- Ты изменилась, – считывает ее Омега и недовольно фыркает, от чего совершенное лицо ее человеческой личины некрасиво преображается, но потом на нем снова застывает ледяное величие.
- Мы не меняемся, – Баттерфликс не моргает.
- Так докажи это! – в глазах Омеги – вызов. Она предлагает бабочке сразиться. Один на один, Древняя против Древней, вновь помериться силами, как когда-то. Омега чуть наклоняет голову, открывая взору Баттерфликс свою бледную шею, в которой не бежит кровь, не стучит пульс.
Омега полностью расслабленна. Открыта, откровенна, готова к диалогу. Она насмешливо созерцает невозмутимую Баттерфликс, словно разрешая той сделать первый шаг. Омегой движет любопытство, она любит выводить из себя, подначивать, испытывать. Когда ее противник разъярен, он становится самим собой. Злость и любые другие отрицательные чувства возносят любое существо на пьедестал отчаяния и откровенности. Когда кто-либо злится, он двигается со всей жизнью, что течет в нем, его движения бесконтрольны, и тогда он лучше всего поддается чтению. Ярость – прекрасная возможность изучить своего противника до мельчайших деталей.
И Омега специально провоцирует. Что Сиреникса, что Баттерфликс. Но то, что делает Баттерфликс, удивляет и будоражит лучше всего. Потому что в следующую секунду Омега оказывается опрокинута на стол, а ее подбородок сжимает сильная рука с аккуратным маникюром.
Она пытается дернуться, но не выходит. Бабочка давит ее своей магией, прижимает вниз. А другой рукой держит за талию. Омега вздрагивает и дергается еще раз, но неожиданно в испуге замирает, сталкиваясь с жестким взглядом Баттерфликс. Взглядом, приковывающим к месту.

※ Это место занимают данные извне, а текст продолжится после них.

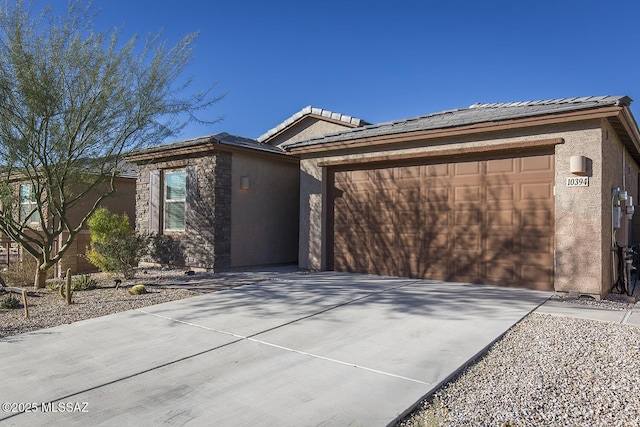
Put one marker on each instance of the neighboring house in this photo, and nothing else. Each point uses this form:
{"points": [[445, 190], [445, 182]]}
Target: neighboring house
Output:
{"points": [[120, 202], [219, 201], [516, 194]]}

Внутри Омеги рождается восторг и еще больше разгорается любопытство. Ей удалось вывести бабочку из себя, но чтобы до такого... А Баттерфликс тем временем срывает с Омеги ее платье, которое жалкой тряпкой исчезает прямо в воздухе. Змея остается лишь в шикарных туфлях и неизменных перчатках, а в ее глазах заключен восторг. Она с восхищением следит за тем, как холодно и быстро начинает действовать бабочка, как припадает губами к ее грудям и целует их так, что Омега блаженно вздыхает, прикрывая глаза, чувствуя, как все внутри рвется наружу, чтобы испытать волнительное ощущение соединения.
Переполненная своей любовью к Сирениксу и его к себе она до отчаянного, до необычного слаба и податлива. Она бросила вызов Баттерфликс лишь для того, чтобы увидеть, не угасла ли ее суть. И увидела: не угасла. Наоборот, она, кажется, будто бы приумножилась.
Восхищенная, как-то внезапно присмиревшая Омега даже не брыкается, не вырывается, как обычно делает эта буйная и дикая женщина, она смотрит в жесткие глаза Баттерфликс и вся сжимается, когда бабочка во время своих дразнящих ласк отрывается от чистого и холодного тела, чтобы взглянуть Омеге в лицо.
Цивилизованная Баттерфликс по-прежнему скрывает свою гордую натуру внутри, и это никуда не делось. И ей – только ей одной – Омега готова уступить. Не Сирениксу, от любви к которому внутри нее возникает необычайная нежность и взвивается яростная, клокочущая ненависть. С Сирениксом Омега готова тягаться и бороться, драться за лидерство, чтобы потом на несколько мгновений обмякать в его объятиях, а затем снова брыкаться, заставляя завоевывать ее снова и снова.
Баттерфликс же стала единственной, кого она не победила. За кем белая змея гналась, кого преследовала. Кто интересовал ее. И с кем вся ее суть желала познать единение. Омега готова бесконечно дразнить эту ледяную и сдержанную красоту, чтобы потом уступить, поддаться ей.
Баттерфликс ласкает страстно, но твердо, с той самой сдержанностью и жесткостью, которая составляет ее суть. С тем своенравием, которое так злило Омегу. И одна женщина бьется под другой, но не потому, что сопротивляется, а потому, что не может сдерживаться. Бабочка целует ее живот и ноги, словно оттягивая самое притягательное на потом.
Но по-настоящему ее чувственность, ее скрытая сила проявляется, когда Баттерфликс тремя пальцами нежно ласкает холодные мягкие складочки, а затем проникает внутрь, где невероятно влажно, и двигается там, постепенно увеличивая темп, а Омега, упираясь руками в стол, эротично стонет, и обе они наполняют кабинет странным, волнительным магнетизмом, который волнами исходит из двух Древних, совокупляющихся в таком неподходящем месте.